This section is from the book "The Home Hand-Book of Domestic Hygiene and Rational Medicine. Volume 2.", by J. H. Kellogg, M.D.. Also available from Amazon: The Home Hand-Book of Domestic Hygiene and Rational Medicine, Volume 2.
Vomiting; constipation; diarrhea; green or clay-colored stools, bowel discharges sour or fetid; appearance of curds in the bowel discharges; loss of flesh; irritability; moaning cry; capricious appetite; feverishness; symptoms of worms.
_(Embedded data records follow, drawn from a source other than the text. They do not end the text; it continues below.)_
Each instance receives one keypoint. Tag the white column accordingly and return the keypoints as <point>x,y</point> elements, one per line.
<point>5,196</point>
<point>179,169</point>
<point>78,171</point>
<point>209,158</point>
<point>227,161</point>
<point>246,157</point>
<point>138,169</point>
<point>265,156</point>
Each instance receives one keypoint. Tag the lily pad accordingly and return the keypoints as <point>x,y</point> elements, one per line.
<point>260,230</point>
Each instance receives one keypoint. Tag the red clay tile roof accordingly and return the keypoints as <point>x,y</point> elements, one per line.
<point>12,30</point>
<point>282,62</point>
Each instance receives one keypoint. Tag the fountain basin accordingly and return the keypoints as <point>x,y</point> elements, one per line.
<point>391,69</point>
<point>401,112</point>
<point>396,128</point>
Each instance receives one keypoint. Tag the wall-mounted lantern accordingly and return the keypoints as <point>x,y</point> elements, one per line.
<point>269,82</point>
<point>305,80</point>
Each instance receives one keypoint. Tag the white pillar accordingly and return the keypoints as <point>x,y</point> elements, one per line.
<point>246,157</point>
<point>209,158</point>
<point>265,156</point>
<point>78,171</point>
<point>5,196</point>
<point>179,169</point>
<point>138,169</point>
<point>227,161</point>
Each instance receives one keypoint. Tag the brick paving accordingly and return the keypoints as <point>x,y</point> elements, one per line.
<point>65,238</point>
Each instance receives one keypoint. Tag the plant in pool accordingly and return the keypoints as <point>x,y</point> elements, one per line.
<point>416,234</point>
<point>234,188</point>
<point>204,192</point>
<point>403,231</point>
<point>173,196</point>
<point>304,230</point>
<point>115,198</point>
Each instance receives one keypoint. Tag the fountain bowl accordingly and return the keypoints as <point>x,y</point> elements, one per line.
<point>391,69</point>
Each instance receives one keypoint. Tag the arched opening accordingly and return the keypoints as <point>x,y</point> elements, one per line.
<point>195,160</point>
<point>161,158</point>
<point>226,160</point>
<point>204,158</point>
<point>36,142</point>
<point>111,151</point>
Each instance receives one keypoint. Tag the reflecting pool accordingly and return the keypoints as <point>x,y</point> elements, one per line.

Disorders of digestion constitute a very large share of the causes of illness in children. A careful study of the causes of death among children shows that derangement of digestion of various kinds, either directly or indirectly, are the cause of by far the greater share of deaths occurring in the first years of life. Vomiting is the most common symptom of indigestion. When the matters vomited are very sour, the child is suffering with acidity of the stomach, which may be the result of overeating or of the use of sugar or starchy food. Green, offensive bowel discharges indicate decomposition of the contents of the intestines in consequence of imperfect digestion. The green discharges are generally preceded by discharges in which lumps of curd are seen, indicting that digestion is imperfectly performed. After awhile, an irritation of the intestinal canal arises from the contact of hard, undigested curds which should have been digested in the stomach, and the discharges become more offensive in character, and are likely to contain considerable mucus from catarrh of the bowels. Clay-colored stools indicate an inactive condition of the liver, or an obstruction of the bile ducts, probably in consequence of the extension of the intestinal catarrh into the bile ducts. When the stools continue greenish, sour or fetid, sometimes the child shows marked symptoms of wasting, becoming thin and wrinkled,-the countenance wearing an old look,-weak, peevish and restless. In many cases, convulsions come on in consequence of the weakened state of the child, in one of which the child dies. In other cases, the child dies from exhaustion. When vomiting is the principal symptom, the difficulty seems to increase until the little sufferer is unable to retain anything upon the stomach.
The principal causes of derangement of the digestion in children are improper food, too frequent feeding, overfeeding, the use of nursing-bottles which have not been properly cleansed. For directions with reference to feeding, see section on "Feeding and Care of Infants." Mental excitement, as care, anxiety, and particularly anger on the part of the mother, is a frequent cause of indigestion in nursing infants. Menstruation, pregnancy, sexual excesses, also exert a pernicious influence upon the infant through the milk. The ill health of the mother is a frequent cause of laying the foundation, during the nursing period, of constitutional weakness in the child, as well as occasioning immediate disorders of nutrition. The practice that many mothers indulge in, of feeding the child every time it cries, is a most pernicious one, but we will not dwell upon this point, as it has been fully considered elsewhere. Nursing-bottles, especially those with long tubes, are responsible annually for a large number of deaths among children. It is so difficult to keep bottles perfectly clean, as milk rapidly undergoes decomposition when warm, that probably the nursing-bottle is not free from danger in one case out of twenty in which it is used. A slight degree of sourness in a bottle or tube will communicate fermentation to the fresh milk taken by the child, so that the food will very soon sour and decompose in the stomach, producing all the results of indigestion or dyspepsia. The use of milk from unhealthy cows, from farrow cows, or that which has been allowed to slightly "change" before using, is very sure to disturb the sensitive digestive organs of the infant.